Now for a silly example: Imagine you have a headache, maybe a migraine, with pulsing, throbbing pain, nausea, disorientation, all made worse by any sound above a whisper, any light above a dimmed room.
Then imagine your partner or spouse opens the door, letting light flood in and tells you, “We need to figure out this discrepancy in our accounting right away. I need you to get up and work with me on this.”
If you were to throw the nearest hard object at your partner’s head at that moment, would it make sense? Or would we call that a “BEHAVIOR”?
Perhaps your partner goes away and comes back with a large piece of paper on which they have a list of expectations and says: “That was really inappropriate and I have a star chart here. If you can do three nice things for me on this star chart, I will take you out for brunch at your favorite restaurant.”
If you were to take the next available hard object and throw it, again, in the direction of your partner, would we not start to realize that you are in pain?

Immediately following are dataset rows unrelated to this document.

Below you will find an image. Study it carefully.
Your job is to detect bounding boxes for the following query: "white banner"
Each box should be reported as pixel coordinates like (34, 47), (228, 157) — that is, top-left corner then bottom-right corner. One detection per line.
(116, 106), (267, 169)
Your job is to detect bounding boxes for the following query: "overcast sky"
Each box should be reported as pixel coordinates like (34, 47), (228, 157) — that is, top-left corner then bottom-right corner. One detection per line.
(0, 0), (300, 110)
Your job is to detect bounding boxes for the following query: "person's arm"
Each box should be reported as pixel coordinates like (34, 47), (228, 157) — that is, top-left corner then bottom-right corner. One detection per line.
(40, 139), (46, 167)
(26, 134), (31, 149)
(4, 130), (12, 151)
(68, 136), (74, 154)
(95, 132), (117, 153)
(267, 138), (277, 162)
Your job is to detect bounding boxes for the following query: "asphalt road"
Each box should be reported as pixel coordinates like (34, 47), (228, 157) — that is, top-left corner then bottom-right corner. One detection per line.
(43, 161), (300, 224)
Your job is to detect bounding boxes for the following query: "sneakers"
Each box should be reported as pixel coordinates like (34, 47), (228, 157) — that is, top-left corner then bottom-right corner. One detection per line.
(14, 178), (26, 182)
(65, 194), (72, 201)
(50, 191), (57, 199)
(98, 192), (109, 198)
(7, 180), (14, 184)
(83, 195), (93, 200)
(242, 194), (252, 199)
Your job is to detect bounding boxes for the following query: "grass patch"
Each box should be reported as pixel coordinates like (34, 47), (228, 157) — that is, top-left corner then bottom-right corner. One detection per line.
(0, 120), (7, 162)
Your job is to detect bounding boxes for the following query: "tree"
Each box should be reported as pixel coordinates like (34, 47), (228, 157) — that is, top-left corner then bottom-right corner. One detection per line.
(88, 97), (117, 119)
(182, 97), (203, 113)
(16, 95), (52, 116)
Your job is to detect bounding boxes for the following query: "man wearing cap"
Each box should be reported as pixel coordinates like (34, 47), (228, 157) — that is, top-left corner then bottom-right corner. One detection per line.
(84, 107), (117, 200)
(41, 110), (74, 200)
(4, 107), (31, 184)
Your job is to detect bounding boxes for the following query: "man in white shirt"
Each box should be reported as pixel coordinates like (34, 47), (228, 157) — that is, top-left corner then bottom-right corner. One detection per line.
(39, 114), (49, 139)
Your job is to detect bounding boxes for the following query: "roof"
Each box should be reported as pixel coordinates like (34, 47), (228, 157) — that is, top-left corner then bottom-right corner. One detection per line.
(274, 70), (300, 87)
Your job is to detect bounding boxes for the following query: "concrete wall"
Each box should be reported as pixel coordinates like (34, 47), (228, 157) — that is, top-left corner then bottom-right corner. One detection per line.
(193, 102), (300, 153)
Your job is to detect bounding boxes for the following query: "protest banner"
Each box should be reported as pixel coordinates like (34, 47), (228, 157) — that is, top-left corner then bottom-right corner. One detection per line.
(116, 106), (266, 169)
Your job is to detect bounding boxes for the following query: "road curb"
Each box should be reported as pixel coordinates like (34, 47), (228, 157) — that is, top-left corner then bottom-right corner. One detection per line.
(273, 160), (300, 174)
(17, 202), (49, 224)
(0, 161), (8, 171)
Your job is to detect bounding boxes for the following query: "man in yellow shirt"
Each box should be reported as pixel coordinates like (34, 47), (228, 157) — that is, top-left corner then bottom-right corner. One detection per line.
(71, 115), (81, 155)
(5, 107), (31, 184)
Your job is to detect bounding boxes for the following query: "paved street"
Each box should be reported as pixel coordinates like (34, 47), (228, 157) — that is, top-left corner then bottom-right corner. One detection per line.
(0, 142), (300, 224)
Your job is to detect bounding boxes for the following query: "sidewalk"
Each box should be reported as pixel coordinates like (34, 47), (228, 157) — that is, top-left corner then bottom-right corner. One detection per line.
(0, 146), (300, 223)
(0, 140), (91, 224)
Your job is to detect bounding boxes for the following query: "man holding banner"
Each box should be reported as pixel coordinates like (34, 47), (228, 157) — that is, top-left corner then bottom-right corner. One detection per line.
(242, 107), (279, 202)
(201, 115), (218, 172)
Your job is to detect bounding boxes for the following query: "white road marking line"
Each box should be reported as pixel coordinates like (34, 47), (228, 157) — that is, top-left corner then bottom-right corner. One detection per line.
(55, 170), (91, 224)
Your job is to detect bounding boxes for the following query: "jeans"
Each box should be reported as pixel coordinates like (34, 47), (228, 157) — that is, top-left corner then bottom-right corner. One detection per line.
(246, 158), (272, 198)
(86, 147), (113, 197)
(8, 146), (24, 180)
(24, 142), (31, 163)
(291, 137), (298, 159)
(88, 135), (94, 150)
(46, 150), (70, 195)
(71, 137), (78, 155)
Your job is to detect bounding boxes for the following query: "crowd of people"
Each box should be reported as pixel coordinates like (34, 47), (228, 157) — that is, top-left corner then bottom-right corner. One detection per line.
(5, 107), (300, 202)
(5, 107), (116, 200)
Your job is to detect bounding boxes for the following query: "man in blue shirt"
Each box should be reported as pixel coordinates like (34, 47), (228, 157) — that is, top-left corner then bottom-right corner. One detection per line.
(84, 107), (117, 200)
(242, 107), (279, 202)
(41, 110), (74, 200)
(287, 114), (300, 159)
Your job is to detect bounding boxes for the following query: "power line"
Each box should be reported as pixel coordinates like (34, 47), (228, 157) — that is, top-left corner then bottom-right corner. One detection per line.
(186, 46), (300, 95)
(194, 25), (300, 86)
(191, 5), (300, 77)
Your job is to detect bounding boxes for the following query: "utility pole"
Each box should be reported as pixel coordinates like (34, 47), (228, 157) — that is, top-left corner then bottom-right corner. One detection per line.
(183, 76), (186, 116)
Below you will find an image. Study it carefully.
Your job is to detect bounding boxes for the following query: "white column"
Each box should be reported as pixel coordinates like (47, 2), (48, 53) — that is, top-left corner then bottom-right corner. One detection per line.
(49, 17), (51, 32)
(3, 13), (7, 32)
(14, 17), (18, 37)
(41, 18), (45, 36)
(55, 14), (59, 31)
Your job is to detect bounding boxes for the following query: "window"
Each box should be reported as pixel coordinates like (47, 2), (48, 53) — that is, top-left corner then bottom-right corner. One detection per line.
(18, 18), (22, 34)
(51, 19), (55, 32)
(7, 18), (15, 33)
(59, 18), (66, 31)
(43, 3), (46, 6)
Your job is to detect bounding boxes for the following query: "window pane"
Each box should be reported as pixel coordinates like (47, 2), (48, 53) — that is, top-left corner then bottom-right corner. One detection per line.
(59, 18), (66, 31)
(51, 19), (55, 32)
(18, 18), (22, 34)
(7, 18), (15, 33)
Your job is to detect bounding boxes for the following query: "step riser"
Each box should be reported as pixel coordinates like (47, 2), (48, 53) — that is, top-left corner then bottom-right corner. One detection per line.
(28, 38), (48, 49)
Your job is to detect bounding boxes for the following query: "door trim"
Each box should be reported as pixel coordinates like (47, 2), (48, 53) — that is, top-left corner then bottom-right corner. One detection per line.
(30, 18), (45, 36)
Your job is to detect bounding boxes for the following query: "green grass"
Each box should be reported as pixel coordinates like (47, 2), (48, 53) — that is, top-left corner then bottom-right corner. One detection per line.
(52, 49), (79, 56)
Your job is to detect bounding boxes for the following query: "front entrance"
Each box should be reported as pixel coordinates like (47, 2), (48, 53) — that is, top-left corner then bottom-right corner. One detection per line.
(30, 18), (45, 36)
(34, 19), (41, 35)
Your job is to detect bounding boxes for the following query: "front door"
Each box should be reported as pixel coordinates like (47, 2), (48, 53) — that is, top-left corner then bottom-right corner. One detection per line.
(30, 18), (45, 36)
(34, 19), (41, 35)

What you need at that moment is someone to hear, see, feel your need, find out how to help and support you, listen to you describe how hard it is, or give you the space to not talk at all.
These are our children in a tantrum, a rage. These are our children throwing toys, screaming, slamming doors.
Can we support our children while we also work to find the source of their distress and pain? I think if we did this, we would give our children tools to create a better world.
An understanding of injuries and gaps in the Developmental Sequence can give us many insights into the nonverbal distress of children with challenges. We have to listen more deeply with all the tools we have.